The term "transsexual" was first used by Magnus Hirschfeld in his 1923 essay "Die Intersexuelle Konstitution." This laid out the clinical category that Hirschfeld's colleague Harry Benjamin would later create in the US. It wasn't until Benjamin's work, about thirty years after Hirschfeld first used the term, that it became more common. In 1910, Hirschfeld also came up with the word "transvestite." He also used the terms "extreme transvestites" and "total transvestites" to talk about transsexuals.

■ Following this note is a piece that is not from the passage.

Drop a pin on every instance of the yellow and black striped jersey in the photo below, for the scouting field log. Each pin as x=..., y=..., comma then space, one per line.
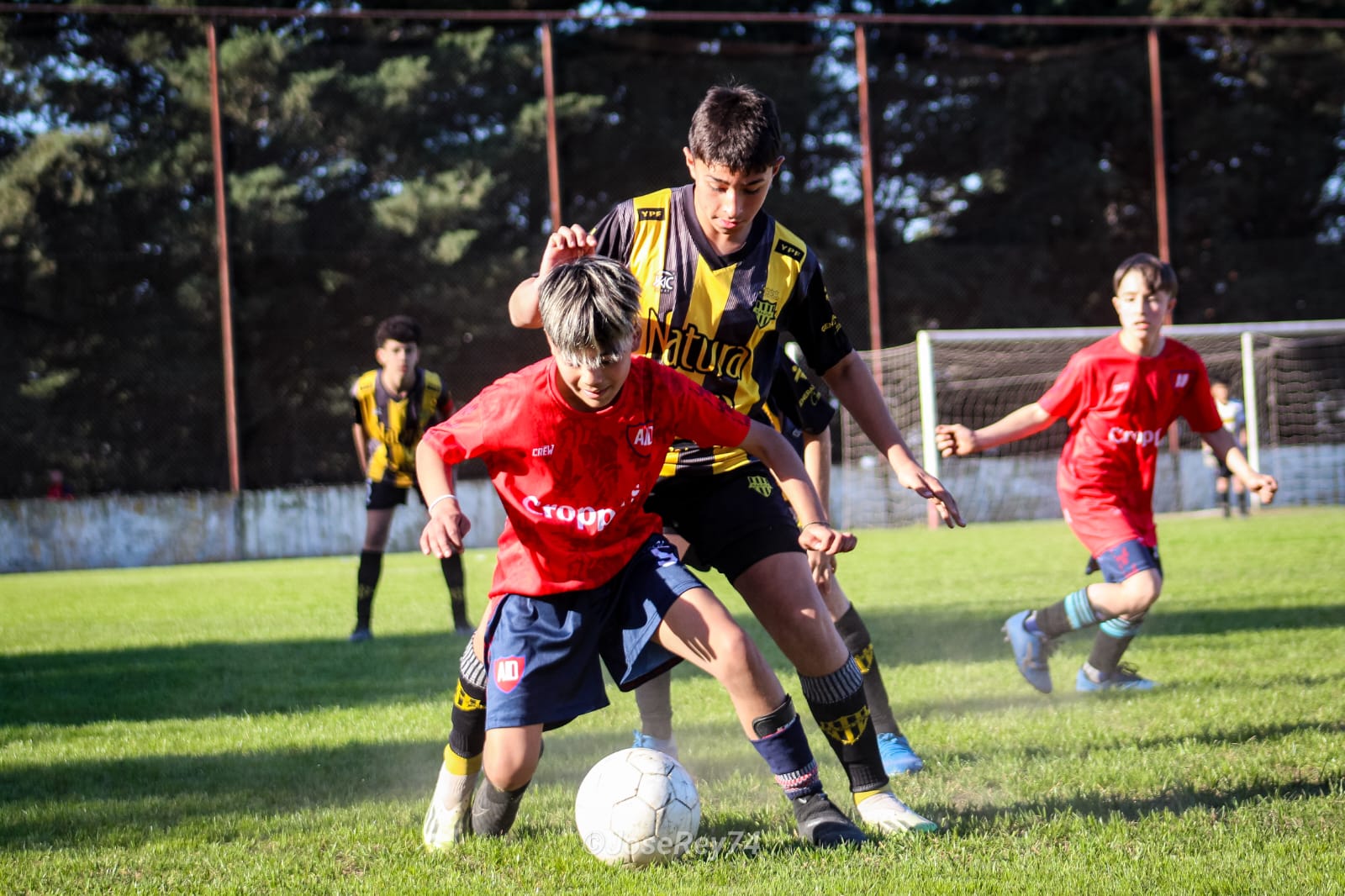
x=719, y=319
x=794, y=405
x=394, y=425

In his research for the Institute, Hirschfeld referred to transgender people as "total transvestites" or "extreme transvestites" as early as the 1920s, notably differentiating them from crossdressers, as well as stating his belief that there naturally existed people who had "characteristics that did not fit into heterosexual or binary categories".
The homosexual movement and Institute for Sexual Science were frequent targets of conservatives such as the Nazi Party and both Catholic and Protestant churches, which accused the movements of "degeneracy", going against family values and promoting "un-German" ideas. Hirschfeld himself was targeted both politically and in the press. After being physically attacked and beaten in Munich in 1921, a nationalist newspaper article celebrated, threatening that "the next time his skull might be crushed".
Li Shiu Tong was a Hong Kong medical student and sexologist. Some consider him an early LGBTQ activist. He was a companion of the German sexologist Magnus Hirschfeld. Li met Hirschfeld in Shanghai at a public lecture for Chinese feminists at China United Apartments in 1931. Li and Hirschfeld spent many years in European exile, with Li acting as Hirschfeld's student, nurse and secretary. In 1932 Li submitted a paper with both his and Hirschfeld's names on it to the Congress of the World League for Sexual Reform in Brno in Czechoslovakia. This paper was one of the first to cover intersex people extensively as well as the idea that homosexuality was not a disease, but rather a natural human variation influenced by disposition and environment.
In May 1933, after the Nazi looting and destruction of Hirschfeld's institute in Berlin, Li helped Hirschfeld to escape from Switzerland to France. From 1933 to 1935, Hirschfeld lived, mostly together with Li, in Paris and Nice. Li Shiu Tong broke from common beliefs with his claims that "A homosexual is not born but made" and asserted that homosexuality is nature's defence against overpopulation. He believed that there were a lot of transgender people, who he claimed were:
"the most interesting mankind. A complex sexual mankind. Dr. [Hirschfeld] was the best authority on this subject. In fact he discovered it. The behavior of transvertit helped to explain some of that of the homosexual, bisexual, and even heterosexual."